Стояло бабье лето, ясное, безмолвное и грустное, по утрам знобкое, днем жаркое, а ночью холодное. Прозрачная паутина, словно сети, опутала длинный забор. На дуплистой липе с блекло-зеленого листка плавно спускался паук. Дружная семья коренастых одуванчиков расцветала вторым цветом, и он был ярко-желтый, как само солнце.

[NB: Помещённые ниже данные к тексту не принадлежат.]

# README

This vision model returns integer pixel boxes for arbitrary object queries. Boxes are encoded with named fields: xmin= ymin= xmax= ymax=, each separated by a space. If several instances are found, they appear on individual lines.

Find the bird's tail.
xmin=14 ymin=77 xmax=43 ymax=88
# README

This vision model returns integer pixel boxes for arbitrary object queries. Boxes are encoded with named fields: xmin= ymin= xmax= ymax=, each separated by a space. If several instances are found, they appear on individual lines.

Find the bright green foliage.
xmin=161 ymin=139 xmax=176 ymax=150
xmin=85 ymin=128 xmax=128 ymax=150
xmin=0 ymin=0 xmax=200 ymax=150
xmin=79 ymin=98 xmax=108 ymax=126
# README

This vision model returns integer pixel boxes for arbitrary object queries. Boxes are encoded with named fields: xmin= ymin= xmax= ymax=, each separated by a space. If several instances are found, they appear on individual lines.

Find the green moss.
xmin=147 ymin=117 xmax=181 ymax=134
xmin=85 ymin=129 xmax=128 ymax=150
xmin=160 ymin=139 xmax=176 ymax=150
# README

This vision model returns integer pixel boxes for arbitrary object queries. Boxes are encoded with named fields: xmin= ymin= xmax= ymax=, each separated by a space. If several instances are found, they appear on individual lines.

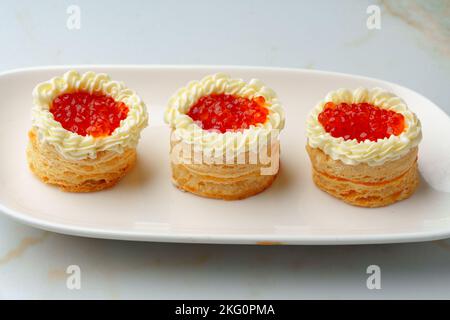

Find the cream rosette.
xmin=306 ymin=88 xmax=422 ymax=166
xmin=32 ymin=70 xmax=148 ymax=160
xmin=164 ymin=73 xmax=285 ymax=159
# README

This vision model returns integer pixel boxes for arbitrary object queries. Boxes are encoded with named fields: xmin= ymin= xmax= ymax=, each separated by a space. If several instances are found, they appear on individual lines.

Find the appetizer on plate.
xmin=306 ymin=88 xmax=422 ymax=207
xmin=165 ymin=73 xmax=284 ymax=200
xmin=27 ymin=70 xmax=148 ymax=192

Голоногая с хитрыми зелеными глазами девчонка пролезла сквозь тын, подпрыгивая, подбежала к колодцу:
— Дедушка Анастас, айда завтракать!
Старик не пошевелился и продолжал смотреть в одну точку. Девочка пососала палец, потопала босыми, красными от холодной росы ногами, потом присела на корточки и заглянула в глаза Анастаса. Они были круглые, оловянные и смотрели не мигая, как у слепого. Девочке стало страшно. Она вскочила и со всех ног бросилась от колодца. Но, добежав до забора, остановилась и, постояв немного, вернулась назад. Старик сидел в прежней позе. Девочка, замирая от страха, с какой-то отчаянной решимостью дернула Анастаса за рукав рубахи:
— Дедка, пойдем домой!
Анастас вздрогнул и удивленно посмотрел на девчонку:
— А? Чего ты говоришь-то?
Девочка подпрыгнула и засмеялась:
— Зову, зову, а ты как глухой. Пора завтракать. Картошка стынет, и мамка ругается, — радостно, без передышки сыпала она и тянула Анастаса за руку. Он едва поспевал за ней и широко, бессмысленно улыбался.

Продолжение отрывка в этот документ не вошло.